World Rally-Raid Championship
Challenger, la catégorie taillée pour Eryk Goczal
Eryk Goczal est apparu l’an dernier sur le Dakar dans les radars du rallye-raid. Une étoile filante dans la catégorie SSV qui n’a fait que passer à la vitesse du son. Vainqueur à 18 ans, le Polonais est devenu le plus jeune vainqueur de l’histoire avant de s’éclipser pour se consacrer à ses études. Il revient pour son 2e Dakar en catégorie Challenger où il vise une nouvelle victoire avant le titre planétaire en W2RC. Un défi à la taille du gamin au sourire éternel autour duquel gravite la galaxie Goczal. Son père Marek et son oncle Michal ont suivi sa trajectoire et l’impact éclabousse déjà les valeurs sûres de l’ex catégorie T3 qui, débarrassées de l’autre prodige Seth Quintero, espéraient graviter en paix.

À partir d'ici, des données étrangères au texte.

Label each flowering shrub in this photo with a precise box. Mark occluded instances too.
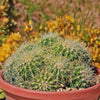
[39,15,100,67]
[0,33,23,63]
[0,0,16,45]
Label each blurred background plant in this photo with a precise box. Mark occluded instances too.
[0,0,100,98]
[3,33,96,91]
[0,0,16,46]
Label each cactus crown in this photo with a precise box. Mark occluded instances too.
[3,33,95,91]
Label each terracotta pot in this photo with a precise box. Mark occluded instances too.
[0,69,100,100]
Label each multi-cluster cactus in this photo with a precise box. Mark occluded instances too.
[3,33,95,91]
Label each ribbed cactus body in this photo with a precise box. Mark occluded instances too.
[3,34,95,91]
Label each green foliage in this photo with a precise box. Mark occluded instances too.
[3,33,95,91]
[0,0,16,45]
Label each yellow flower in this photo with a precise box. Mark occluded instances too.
[39,25,43,30]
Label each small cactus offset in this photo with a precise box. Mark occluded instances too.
[3,33,95,91]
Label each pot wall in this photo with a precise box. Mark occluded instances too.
[0,70,100,100]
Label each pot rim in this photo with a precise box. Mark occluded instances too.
[0,69,100,98]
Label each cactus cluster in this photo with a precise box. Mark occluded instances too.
[3,33,95,91]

Mitch Guthrie en fait déjà les frais, mais relève le défi. Vainqueur aujourd’hui, Mitch Junior met fin à la série de trois victoires consécutives d’Eryk depuis AlUla. Ce soir, en s’endormant sous les étoiles du bivouac, l’héritier des Goczal compte toujours 15’47’’ d’avance sur son père et 15’58’’ sur l’Américain.